Using PubMed and Embase databases, researchers from the United Kingdom searched for randomized controlled trials that enrolled ≥1000 participants who did not have CVD. Selected studies were required to have a follow-up of ≥12 months and a comparative analysis between aspirin use vs no aspirin use, the latter of which could include either placebo or no treatment.
A composite of cardiovascular mortality, nonfatal myocardial infarction, and nonfatal stroke comprised the primary cardiovascular outcome. Additionally, researchers defined a primary bleeding outcome, which included any major bleeding.
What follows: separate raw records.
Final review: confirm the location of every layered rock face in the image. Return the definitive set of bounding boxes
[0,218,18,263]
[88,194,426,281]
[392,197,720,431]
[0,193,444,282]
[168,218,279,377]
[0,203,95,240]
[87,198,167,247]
In the 13 trials selected for inclusion, the pooled cohort consisted of 164,225 individuals without CVD. Approximately 19% (n = 30,361) had diabetes, and there was a 9.2% (range, 2.6%-15.9%) median risk for the primary cardiovascular outcome at baseline.
A total of 5983 events were reported for the primary cardiovascular outcome in 11 studies, with fewer events occurring in patients randomly assigned to aspirin (2911 [57.1/10,000 participant-years]) vs no aspirin (3072 [61.4/10,000 participant-years]).
Aspirin use was associated with a reduction in the composite cardiovascular outcome (hazard ratio [HR], 0.89; 95% credible interval [CrI], 0.84-0.95; absolute risk reduction, 0.38%; 95% CI, 0.20%-0.55%; number needed to treat, 265). Additionally, a total of 2029 bleeding events were reported in 11 studies, with more events occurring in the aspirin groups (1195 [23.1/10,000 participant-years]) vs the no-aspirin groups (834 [16.4/10,000 participant-years]).
Overall, the use of aspirin was associated with an increased risk for major bleeding (HR, 1.42; 95% CrI, 1.30-1.56), intracranial bleeding (HR, 1.33; 95% CrI, 1.13-1.57), and major gastrointestinal bleeding (HR, 1.57; 95% CrI, 1.38-1.79).
A limitation of the meta-analysis included the variation in aspirin doses among studies (range, 50 mg-500 mg), which may preclude the ability to identify an exact effective dose that might be generalizable across the population.
Findings from this study “may inform discussions with patients about aspirin for primary prevention of cardiovascular events and bleeding.”
Reference
Zheng SL, Roddick AJ. Association of aspirin use for primary prevention with cardiovascular events and bleeding events: a systematic review and meta-analysis. JAMA. 2019;321(3):277-287.